This guide outlines the steps to set up a sharded MongoDB infrastructure using Docker.
This project is to make three mongodb sharded data clusters, which allows an increased speed and availability. The aim is to make requests to manage Montpellier restaurants data, through a REST API. The data is stored in a csv file, that has been cleaned with a python script.
Note : .env file normally is not pushed on an online repository, but for testing reasons for the teacher we pushed it, furthermore, the repository is internal.
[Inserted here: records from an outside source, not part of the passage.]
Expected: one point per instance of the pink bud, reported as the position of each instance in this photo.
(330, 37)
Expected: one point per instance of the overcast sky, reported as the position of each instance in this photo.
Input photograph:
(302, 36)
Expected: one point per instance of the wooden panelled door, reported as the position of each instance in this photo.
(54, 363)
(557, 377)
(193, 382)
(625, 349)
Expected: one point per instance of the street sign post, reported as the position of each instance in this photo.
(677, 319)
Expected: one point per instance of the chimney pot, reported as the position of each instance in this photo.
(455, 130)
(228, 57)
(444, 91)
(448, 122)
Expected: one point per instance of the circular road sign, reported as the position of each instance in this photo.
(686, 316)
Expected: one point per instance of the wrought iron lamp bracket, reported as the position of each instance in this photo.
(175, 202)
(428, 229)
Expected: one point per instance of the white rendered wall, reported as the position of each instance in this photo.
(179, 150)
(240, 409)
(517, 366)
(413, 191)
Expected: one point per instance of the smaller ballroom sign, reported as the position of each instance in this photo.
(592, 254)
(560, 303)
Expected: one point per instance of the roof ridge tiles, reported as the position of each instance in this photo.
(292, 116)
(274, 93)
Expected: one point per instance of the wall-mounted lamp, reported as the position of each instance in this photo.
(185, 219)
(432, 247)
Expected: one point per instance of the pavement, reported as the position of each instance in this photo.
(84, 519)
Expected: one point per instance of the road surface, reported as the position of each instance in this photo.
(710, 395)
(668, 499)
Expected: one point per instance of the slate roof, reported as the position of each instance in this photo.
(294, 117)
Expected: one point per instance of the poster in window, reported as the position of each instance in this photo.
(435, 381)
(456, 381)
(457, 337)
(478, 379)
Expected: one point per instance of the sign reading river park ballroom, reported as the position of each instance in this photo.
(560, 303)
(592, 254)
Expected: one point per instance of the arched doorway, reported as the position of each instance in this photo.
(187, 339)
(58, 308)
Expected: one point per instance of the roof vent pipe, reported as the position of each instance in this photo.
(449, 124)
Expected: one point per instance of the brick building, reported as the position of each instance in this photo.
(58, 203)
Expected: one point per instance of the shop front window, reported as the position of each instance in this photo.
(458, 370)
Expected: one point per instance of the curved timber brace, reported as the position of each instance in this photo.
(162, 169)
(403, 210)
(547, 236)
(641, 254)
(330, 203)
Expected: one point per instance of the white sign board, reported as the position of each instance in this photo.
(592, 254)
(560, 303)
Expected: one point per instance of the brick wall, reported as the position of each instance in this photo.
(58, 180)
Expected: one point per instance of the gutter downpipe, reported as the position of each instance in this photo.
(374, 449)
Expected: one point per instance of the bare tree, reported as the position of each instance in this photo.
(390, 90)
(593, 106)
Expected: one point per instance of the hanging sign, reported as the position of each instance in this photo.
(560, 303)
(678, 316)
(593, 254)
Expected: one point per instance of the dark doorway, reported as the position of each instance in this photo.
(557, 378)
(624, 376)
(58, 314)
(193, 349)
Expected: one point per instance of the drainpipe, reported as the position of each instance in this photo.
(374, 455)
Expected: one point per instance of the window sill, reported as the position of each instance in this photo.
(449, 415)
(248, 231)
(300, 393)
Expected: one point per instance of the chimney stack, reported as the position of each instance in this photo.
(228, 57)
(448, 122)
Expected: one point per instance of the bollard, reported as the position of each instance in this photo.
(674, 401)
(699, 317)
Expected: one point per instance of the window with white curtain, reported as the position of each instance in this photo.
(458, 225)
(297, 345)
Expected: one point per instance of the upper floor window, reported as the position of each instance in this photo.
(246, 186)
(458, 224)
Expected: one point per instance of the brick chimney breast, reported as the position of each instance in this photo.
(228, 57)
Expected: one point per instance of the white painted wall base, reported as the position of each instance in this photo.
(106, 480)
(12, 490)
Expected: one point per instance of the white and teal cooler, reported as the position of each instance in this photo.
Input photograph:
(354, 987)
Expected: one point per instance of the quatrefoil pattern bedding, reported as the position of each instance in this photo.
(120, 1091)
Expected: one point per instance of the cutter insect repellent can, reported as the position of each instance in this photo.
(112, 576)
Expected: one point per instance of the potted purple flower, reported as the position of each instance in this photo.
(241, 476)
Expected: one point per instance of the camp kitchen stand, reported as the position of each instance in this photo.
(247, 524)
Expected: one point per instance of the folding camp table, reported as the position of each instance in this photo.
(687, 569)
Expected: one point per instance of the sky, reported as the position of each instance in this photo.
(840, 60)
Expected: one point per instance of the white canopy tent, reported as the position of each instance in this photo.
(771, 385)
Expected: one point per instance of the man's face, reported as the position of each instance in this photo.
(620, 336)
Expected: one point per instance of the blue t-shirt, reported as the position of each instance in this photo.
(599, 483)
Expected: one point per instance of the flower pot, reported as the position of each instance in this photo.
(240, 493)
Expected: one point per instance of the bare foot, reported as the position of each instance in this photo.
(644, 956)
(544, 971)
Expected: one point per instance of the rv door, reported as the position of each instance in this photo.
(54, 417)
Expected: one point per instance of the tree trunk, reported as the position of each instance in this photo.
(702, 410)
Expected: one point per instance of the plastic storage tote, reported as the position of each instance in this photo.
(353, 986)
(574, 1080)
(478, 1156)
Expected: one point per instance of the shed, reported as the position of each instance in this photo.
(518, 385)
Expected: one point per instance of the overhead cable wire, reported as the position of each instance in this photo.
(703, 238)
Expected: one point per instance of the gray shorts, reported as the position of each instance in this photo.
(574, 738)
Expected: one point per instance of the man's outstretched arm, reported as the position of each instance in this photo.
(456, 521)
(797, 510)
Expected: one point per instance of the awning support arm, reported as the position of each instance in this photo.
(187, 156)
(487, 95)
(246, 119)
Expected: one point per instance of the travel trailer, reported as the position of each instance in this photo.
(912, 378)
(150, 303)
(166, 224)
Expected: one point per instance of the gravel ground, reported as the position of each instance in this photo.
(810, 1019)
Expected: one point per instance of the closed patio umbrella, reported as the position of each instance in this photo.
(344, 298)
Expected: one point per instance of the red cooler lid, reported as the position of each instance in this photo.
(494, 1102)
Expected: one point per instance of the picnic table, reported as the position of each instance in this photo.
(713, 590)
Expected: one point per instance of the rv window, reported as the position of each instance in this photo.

Note 2 : The README about the API and its routes is located in the path api-node/src/routes/README.md
To establish the entire infrastructure, execute the following commands which will starts 16 containers which are :
- 3 mongos to route requests to the configServers
- 3 configServers which initialize a replica set
- 9 shards, 3 for each config server, which are storage nodes that allow horizontal scaling by storing a subset of data
- 1 postgres for the authentication to the API
It will split "manually" data in 3 chunks of data, since mongo does not split automatically data for very small collection.
chmod +x ./setup/setup.sh
chmod 400 mongodb-keyfile
sudo chown 999:999 mongodb-keyfile
./setup/setup.sh
You must adapt the moving of the chunks according to the primary shard that was elected by mongos.
# version without keyfile
sudo docker exec -it mongos1 mongosh
# version with keyfile
sudo docker exec -it mongos1 mongosh --username admin --password admin --authenticationDatabase admin
use restaurantsDB
db.printShardingStatus()
# Visualize the distribution of data among shards to see on which shard chunks are located
db.getSiblingDB("restaurantsDB").restaurants.getShardDistribution()
sh.status()
db.adminCommand( { moveChunk : 'restaurantsDB.restaurants',find : {_id : '1704449678'},to : 'shardxrs' } )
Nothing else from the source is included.